La relación entre los libros y el cine no se limita a una adaptación o a la reedición del libro con los actores de la película en la portada. El autor trenza nuevos y más gratos lazos entre el cine y la literatura.
 

Oskar werner y Julie Christie en Fahrenheit 451, de François Truffaut © John Springer Collection | Corbis

 

No puedo describir el sentimiento que me produce ver aparecer un libro o una biblioteca en una película. Empiezo deseando que algún movimiento de cámara me revele el título o el autor del libro, y termino esperando que por lo menos el guionista haya planeado una secuencia en que sus personajes lean un fragmento del libro que llevan en las manos.

Algunas cortas escenas me han premiado.
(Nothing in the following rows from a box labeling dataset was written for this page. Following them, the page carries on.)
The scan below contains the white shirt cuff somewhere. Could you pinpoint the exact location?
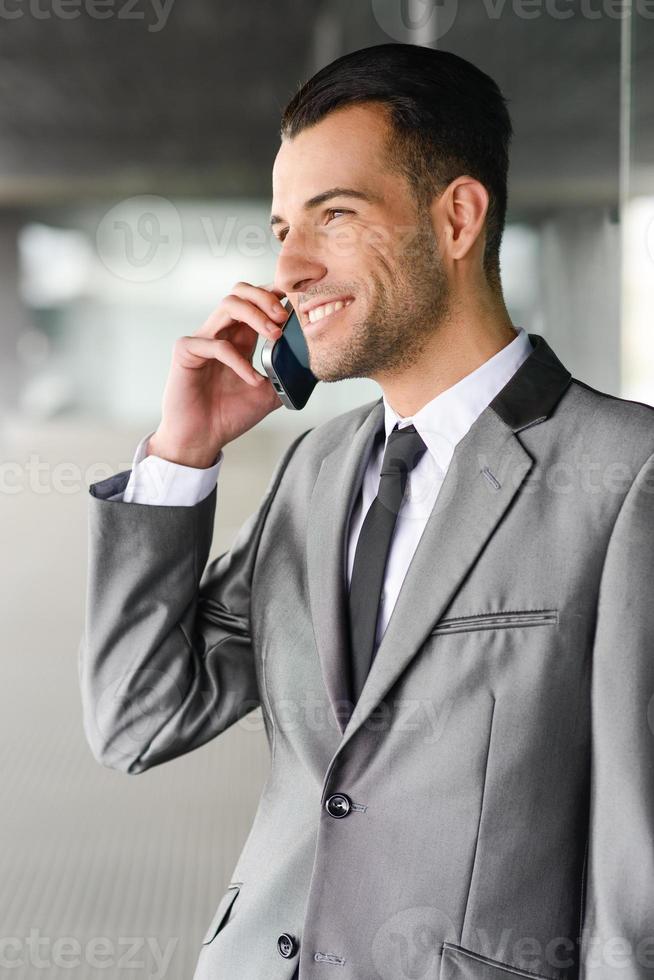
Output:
[110,429,224,507]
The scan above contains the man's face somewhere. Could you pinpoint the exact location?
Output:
[271,104,449,381]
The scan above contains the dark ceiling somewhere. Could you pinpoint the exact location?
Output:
[0,0,654,211]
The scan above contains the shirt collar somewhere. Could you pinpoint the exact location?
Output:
[383,327,533,470]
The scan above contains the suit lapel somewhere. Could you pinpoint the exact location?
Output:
[307,398,384,732]
[307,334,571,751]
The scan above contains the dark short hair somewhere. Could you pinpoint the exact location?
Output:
[280,44,513,287]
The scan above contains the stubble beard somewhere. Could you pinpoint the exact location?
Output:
[308,220,450,382]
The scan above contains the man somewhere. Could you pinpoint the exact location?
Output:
[80,44,654,980]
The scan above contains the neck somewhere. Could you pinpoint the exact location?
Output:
[375,295,517,418]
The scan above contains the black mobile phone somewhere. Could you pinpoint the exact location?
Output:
[261,296,319,409]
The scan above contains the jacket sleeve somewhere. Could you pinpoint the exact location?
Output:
[78,430,311,774]
[579,454,654,980]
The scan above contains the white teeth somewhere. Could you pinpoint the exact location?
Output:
[308,299,354,323]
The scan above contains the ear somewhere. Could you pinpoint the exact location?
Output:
[432,175,489,261]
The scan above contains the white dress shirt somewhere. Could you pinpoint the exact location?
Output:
[108,327,533,649]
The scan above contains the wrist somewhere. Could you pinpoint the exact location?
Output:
[145,435,222,470]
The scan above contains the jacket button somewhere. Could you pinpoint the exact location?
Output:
[277,932,297,960]
[325,793,352,817]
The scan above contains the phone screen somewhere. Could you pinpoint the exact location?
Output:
[262,299,318,409]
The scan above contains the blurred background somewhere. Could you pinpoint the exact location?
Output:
[0,0,654,980]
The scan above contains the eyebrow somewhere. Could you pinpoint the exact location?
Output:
[270,187,382,228]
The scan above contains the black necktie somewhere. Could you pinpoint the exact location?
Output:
[349,425,427,704]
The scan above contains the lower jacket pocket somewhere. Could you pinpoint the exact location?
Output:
[439,943,555,980]
[202,885,241,946]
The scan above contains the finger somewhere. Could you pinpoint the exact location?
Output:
[197,293,288,338]
[178,334,266,385]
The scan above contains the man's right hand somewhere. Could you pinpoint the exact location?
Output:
[147,282,288,469]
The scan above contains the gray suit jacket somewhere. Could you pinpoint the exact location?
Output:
[79,334,654,980]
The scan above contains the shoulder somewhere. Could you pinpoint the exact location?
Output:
[294,397,381,460]
[562,378,654,464]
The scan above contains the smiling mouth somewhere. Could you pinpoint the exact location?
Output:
[303,299,354,326]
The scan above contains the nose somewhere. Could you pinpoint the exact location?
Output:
[274,232,327,302]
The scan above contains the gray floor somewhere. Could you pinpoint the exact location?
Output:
[0,420,302,980]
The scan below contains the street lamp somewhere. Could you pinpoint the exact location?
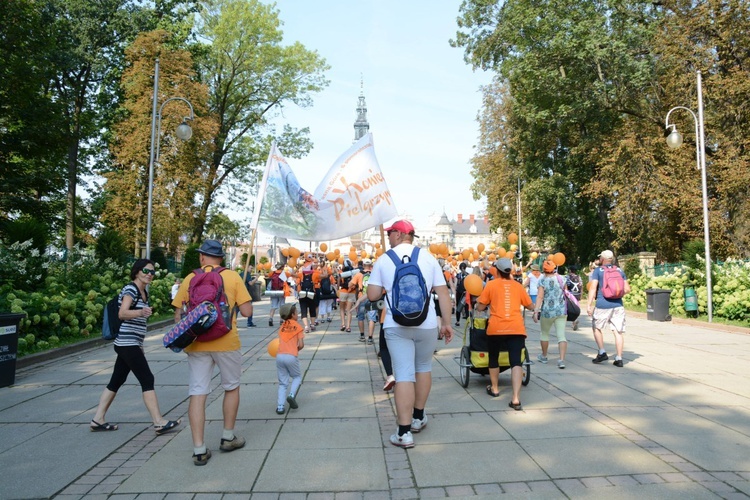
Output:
[665,71,713,323]
[500,179,523,263]
[146,59,195,259]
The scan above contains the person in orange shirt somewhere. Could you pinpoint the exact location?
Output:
[476,258,534,411]
[297,253,320,333]
[276,303,305,415]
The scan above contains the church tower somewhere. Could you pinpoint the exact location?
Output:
[354,79,370,142]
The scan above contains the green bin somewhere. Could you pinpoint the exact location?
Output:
[0,314,26,387]
[683,285,698,312]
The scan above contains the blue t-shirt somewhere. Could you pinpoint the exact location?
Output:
[589,264,628,309]
[539,274,566,318]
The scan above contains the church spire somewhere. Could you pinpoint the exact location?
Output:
[354,75,370,142]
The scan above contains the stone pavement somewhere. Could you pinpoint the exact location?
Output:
[0,301,750,500]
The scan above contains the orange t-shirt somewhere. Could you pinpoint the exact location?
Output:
[277,319,305,356]
[477,278,532,337]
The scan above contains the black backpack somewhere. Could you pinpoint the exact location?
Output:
[320,277,336,300]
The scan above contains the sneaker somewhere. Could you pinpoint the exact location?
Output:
[391,432,414,448]
[219,436,245,451]
[286,394,299,410]
[591,352,609,363]
[193,448,211,465]
[411,415,427,434]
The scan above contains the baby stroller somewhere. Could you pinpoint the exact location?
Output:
[455,309,531,387]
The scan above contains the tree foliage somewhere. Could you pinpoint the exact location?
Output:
[452,0,750,260]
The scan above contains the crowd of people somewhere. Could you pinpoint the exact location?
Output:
[91,227,629,465]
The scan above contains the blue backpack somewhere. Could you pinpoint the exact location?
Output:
[385,247,430,326]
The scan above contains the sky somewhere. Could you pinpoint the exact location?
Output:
[276,0,491,227]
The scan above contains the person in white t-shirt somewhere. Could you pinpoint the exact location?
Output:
[367,220,453,448]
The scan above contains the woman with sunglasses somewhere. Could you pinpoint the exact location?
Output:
[90,259,180,434]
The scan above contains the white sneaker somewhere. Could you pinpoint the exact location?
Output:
[391,432,414,448]
[411,415,427,433]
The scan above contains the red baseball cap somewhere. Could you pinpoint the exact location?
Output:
[384,220,419,238]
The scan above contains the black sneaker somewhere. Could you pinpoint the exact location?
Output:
[591,352,609,363]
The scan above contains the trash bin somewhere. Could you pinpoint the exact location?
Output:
[0,314,26,387]
[683,283,698,313]
[646,288,672,321]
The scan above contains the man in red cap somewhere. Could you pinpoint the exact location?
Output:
[367,220,453,448]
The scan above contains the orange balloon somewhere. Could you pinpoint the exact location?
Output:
[266,338,279,358]
[552,252,565,267]
[464,274,483,297]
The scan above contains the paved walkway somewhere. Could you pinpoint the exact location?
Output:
[0,301,750,500]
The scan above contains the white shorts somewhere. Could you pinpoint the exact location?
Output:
[385,326,437,382]
[188,350,242,396]
[591,307,625,333]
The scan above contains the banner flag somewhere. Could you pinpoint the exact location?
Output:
[257,134,397,241]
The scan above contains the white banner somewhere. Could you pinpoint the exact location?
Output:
[257,134,397,241]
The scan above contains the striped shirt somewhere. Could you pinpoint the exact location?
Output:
[114,282,148,347]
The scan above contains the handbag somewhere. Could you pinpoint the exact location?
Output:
[557,276,581,321]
Algunas imágenes se han quedado en mi memoria para siempre.

Recuerdo por ejemplo a ese niño de La historia sin fin que roba con impunidad un misterioso libro y falta a clase para leerlo sin parar, oculto en la buhardilla de su escuela. Sebastián fue el primer lector empedernido que conocí en el cine, el primero que vi abstraerse en una historia y llevar su imaginación más allá de cualquier frontera, liberarse a través de la lectura.
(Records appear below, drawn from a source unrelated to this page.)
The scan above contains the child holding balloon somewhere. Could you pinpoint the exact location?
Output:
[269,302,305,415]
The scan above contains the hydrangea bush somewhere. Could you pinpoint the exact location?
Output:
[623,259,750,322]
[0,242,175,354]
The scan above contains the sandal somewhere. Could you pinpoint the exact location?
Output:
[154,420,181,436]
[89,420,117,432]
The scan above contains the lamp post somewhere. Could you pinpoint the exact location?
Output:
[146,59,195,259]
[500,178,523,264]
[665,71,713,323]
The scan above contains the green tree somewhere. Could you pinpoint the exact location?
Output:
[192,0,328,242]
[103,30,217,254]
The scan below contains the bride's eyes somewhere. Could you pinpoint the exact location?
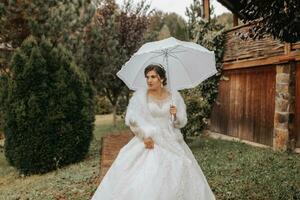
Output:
[146,75,158,79]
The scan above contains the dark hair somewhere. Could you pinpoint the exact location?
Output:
[144,64,167,86]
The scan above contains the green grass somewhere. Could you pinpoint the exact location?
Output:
[0,116,300,200]
[0,116,125,200]
[190,137,300,200]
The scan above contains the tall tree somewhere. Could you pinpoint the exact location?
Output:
[240,0,300,42]
[0,0,95,70]
[183,1,225,138]
[82,0,149,125]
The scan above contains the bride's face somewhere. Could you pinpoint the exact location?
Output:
[146,70,161,90]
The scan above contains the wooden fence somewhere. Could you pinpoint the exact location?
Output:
[211,66,276,146]
[294,62,300,148]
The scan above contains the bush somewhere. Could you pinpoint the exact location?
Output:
[4,37,95,174]
[95,96,112,115]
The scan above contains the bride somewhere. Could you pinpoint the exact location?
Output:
[92,64,215,200]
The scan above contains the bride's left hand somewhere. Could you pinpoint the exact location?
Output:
[170,105,177,117]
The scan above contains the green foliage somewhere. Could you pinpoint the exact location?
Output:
[0,0,95,73]
[146,10,187,41]
[95,96,112,115]
[3,37,95,174]
[183,1,225,136]
[81,0,149,125]
[240,0,300,42]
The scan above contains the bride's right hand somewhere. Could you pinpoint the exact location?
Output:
[144,137,154,149]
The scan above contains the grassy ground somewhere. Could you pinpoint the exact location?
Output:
[0,116,300,200]
[0,116,125,200]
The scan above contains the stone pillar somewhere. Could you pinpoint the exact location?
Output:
[273,62,296,151]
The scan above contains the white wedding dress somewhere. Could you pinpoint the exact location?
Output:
[92,94,215,200]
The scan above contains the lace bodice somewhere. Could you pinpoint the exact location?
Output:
[147,96,171,128]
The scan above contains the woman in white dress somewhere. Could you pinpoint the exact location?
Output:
[92,65,215,200]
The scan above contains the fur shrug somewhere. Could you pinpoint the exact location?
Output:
[125,89,187,142]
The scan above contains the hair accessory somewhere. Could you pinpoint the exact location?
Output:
[157,63,165,70]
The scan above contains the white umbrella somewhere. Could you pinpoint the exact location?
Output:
[117,37,217,93]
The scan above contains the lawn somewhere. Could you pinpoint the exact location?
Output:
[0,116,300,200]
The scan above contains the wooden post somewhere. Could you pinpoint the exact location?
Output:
[203,0,210,20]
[233,14,239,27]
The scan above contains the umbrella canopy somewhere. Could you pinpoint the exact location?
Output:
[117,37,217,90]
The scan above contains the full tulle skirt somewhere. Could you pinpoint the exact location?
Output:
[92,131,215,200]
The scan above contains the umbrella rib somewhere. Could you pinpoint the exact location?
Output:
[131,53,163,86]
[169,54,193,85]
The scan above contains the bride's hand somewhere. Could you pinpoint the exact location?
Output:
[170,105,177,119]
[144,137,154,149]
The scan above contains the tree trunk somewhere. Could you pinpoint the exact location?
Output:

De verdad que la lectura es como el fuego que robó Prometeo para iluminar a los seres humanos, un fuego que rompe cadenas. Lo entendí cuando leí Frankestein. El monstruo que encontré en el libro de Mary Shelley era muy distinto del que había visto en la película de James Whale: no tenía ni un pelo de bestial. No diría que era un monstruo con alma, diría que era un monstruo con pensamiento –que a fin de cuentas viene a ser lo mismo–, capaz de leer y de amar los libros. Por eso, veo a Robert de Niro como un Frankestein más grandioso que Boris Karlof –tan torpe, tan iletrado–. A pesar de su figura monstruosa, conmueve en la escena en la que, refugiado en un húmedo establo, aprende a leer observando a través de una grieta cómo una madre enseña a su hija a juntar las letras para pronunciar palabras. Al aprender a leer, ese monstruo ya no lo era tanto. Es el mismo efecto que causa William Hurt tras la piel de El hombre elefante. Detrás del cráneo deforme y el descomunal tamaño de los tumores que bombardeaban su cuerpo, John Merrick era un hombre sabio, cortés, leído. La escena en la que una hermosa actriz de teatro le obsequia Romeo y Julieta es uno de los mejores descubrimientos del amor que he visto en el cine. Merrick ...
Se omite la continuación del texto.